Mas afinal de contas, o que vai mudar com as novas regras da aposentadoria no Brasil? Ribeiro divide a resposta em duas partes. Primeiro, com relação às pessoas que estão para se aposentar, seja por idade ou por tempo de contribuição. Quem estiver a até dois anos de se aposentar, quando da promulgação da PEC, deverá pagar uma espécie de pedágio.
– Por exemplo, terão de pagar um pedágio de 50% sobre o tempo de contribuição que falta, pelas regras atuais, para poder se aposentar. Ou seja, se faltar um ano para se aposentar, após a reforma será preciso trabalhar por mais seis meses para requerer o benefício – explica.
Um outro caso, mais particular, se refere às aposentadorias especiais. No caso, de enfermeiros, médicos, metalúrgicos ou eletricistas, entro outros, exemplifica Ribeiro. Ou seja, trabalhadores que comprovam pelo menos 25 anos de atividade em contato habitual e permanente com agentes perigosos ou que fazem mal a saúde.
– Na nossa região, há várias pessoas nessas situações. Porque muitos metalúrgicos, por exemplo, têm se aposentado, mas permanecem na mesma função. Se isso pode ou não, o STF vai decidir. Esse processo está no Supremo e saiu de pauta duas vezes já este ano. Não sabemos qual vai ser a posição do STF. Pode ser que venham a decidir pela ilegalidade da atividade e isso pode trazer sérias consequências para a região – observa.

Ribeiro chama a atenção para um outro detalhe importante. Uma das justificativas da reforma da Previdência é ajustar as contas e buscar um equilíbrio futuro. No entanto, a proposta de orçamento de 2020 contempla uma estimativa de déficit do Instituto Nacional do Seguro Social (INSS) de R$ 244,2 bilhões.

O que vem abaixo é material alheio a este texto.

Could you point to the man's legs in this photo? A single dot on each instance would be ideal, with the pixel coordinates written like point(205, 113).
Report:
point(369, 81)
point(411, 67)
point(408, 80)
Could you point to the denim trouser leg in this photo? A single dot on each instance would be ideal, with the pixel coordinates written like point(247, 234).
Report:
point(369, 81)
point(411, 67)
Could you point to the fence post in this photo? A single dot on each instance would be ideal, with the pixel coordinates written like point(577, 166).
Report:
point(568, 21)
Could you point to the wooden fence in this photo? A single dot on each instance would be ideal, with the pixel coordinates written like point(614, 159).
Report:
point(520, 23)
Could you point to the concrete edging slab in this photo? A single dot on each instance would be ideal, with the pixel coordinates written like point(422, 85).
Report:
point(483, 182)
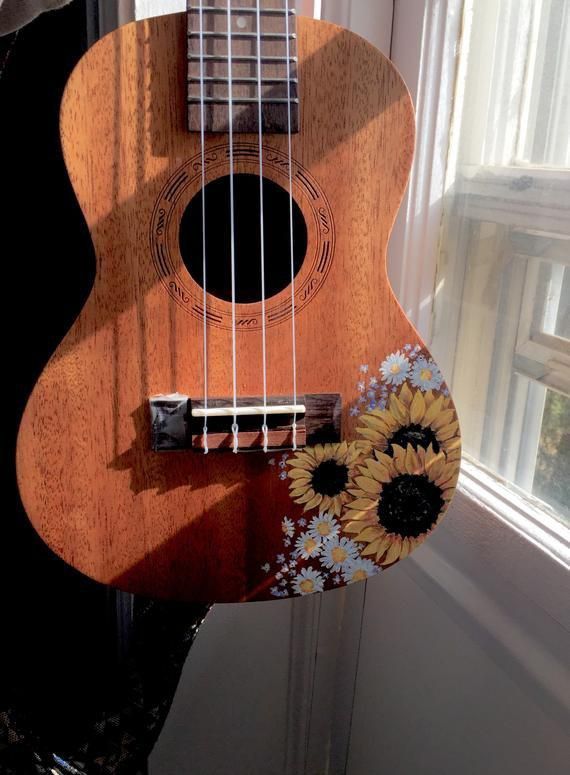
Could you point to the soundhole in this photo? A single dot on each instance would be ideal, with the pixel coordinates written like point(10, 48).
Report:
point(247, 231)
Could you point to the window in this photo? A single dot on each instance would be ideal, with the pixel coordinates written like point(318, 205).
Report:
point(502, 291)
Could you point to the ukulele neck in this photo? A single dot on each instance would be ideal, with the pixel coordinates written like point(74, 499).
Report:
point(233, 72)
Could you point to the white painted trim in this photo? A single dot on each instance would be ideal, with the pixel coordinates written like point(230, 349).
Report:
point(426, 54)
point(528, 516)
point(478, 585)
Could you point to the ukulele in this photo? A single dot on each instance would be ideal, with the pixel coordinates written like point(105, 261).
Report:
point(242, 410)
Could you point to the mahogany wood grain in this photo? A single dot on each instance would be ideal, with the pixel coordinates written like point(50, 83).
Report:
point(181, 524)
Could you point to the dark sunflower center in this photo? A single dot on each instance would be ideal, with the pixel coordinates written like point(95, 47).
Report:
point(330, 478)
point(410, 505)
point(416, 435)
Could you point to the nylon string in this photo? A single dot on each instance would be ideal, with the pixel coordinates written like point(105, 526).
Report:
point(204, 295)
point(292, 255)
point(261, 230)
point(235, 428)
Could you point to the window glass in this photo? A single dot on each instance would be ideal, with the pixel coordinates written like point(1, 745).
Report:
point(502, 306)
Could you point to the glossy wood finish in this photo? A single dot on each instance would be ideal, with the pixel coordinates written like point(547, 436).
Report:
point(181, 524)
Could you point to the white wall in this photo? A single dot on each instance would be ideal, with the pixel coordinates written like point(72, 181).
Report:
point(459, 672)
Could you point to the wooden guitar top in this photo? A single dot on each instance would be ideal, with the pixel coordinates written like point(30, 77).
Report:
point(225, 527)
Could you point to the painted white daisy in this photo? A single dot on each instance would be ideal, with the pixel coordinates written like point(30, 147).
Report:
point(307, 545)
point(395, 368)
point(359, 569)
point(337, 552)
point(426, 375)
point(308, 581)
point(323, 526)
point(288, 527)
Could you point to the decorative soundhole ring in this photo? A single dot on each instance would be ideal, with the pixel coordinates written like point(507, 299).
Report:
point(185, 183)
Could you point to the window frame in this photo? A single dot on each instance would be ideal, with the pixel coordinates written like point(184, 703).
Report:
point(428, 55)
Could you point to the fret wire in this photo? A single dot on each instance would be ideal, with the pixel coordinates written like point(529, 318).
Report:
point(244, 35)
point(244, 100)
point(252, 80)
point(239, 58)
point(240, 11)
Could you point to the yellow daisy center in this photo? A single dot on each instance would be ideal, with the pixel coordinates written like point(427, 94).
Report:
point(339, 554)
point(310, 545)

Segundo o governo, a previsão para o ano que vem é de que as receitas do INSS somem R$ 438,489 bilhões e as despesas, R$ 682,689 bilhões. E para os anos seguintes esse déficit pode ser ainda maior. A explicação de Ribeiro é simples.

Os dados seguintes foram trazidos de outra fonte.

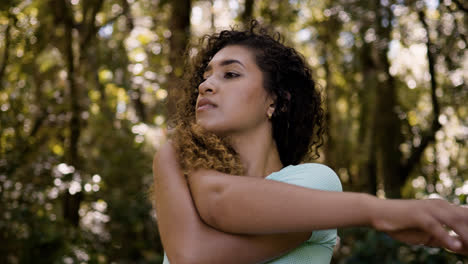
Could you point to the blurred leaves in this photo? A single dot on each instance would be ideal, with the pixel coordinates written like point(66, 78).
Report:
point(117, 56)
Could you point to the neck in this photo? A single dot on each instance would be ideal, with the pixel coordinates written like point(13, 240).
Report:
point(258, 152)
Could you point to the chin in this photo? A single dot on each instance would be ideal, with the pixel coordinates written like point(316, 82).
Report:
point(212, 127)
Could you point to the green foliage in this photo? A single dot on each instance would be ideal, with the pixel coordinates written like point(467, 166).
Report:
point(83, 88)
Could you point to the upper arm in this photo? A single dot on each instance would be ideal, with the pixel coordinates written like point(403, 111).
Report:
point(254, 205)
point(187, 239)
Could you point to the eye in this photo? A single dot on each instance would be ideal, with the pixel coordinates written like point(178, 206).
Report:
point(229, 75)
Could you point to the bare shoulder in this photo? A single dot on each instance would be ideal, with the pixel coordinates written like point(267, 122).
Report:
point(165, 155)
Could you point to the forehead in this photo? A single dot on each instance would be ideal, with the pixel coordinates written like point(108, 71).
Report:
point(234, 52)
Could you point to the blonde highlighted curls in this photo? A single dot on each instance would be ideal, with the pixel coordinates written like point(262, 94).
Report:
point(298, 120)
point(200, 149)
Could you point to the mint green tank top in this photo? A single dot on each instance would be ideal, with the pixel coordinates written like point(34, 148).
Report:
point(318, 249)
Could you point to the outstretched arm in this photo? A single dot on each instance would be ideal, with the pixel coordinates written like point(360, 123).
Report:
point(273, 207)
point(186, 239)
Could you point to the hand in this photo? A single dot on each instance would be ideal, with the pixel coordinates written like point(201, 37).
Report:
point(423, 222)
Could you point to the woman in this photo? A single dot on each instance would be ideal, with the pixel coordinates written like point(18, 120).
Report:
point(228, 187)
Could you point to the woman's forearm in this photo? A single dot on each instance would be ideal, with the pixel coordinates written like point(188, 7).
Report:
point(252, 205)
point(186, 239)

– O cálculo da reforma vai baixar os valores das aposentadorias. Então, as pessoas vão ganhar menos. Como o tempo mínimo de contribuição para a aposentadoria será, de modo geral, 15 anos (para mulheres) e 20 anos (para homens), assim que as pessoas alcançarem essa marca vão deixar de contribuir. O funcionário de uma empresa não poderá deixar de contribuir, mas quem é autônomo, pode ser que entenda que não terá vantagem se contribuir por mais anos do que o mínimo. Pode ser que isso ocorra, porque essa pessoa não vê perspectiva a curto prazo – sintetiza Ribeiro, que é advogado especialista em direito previdenciário.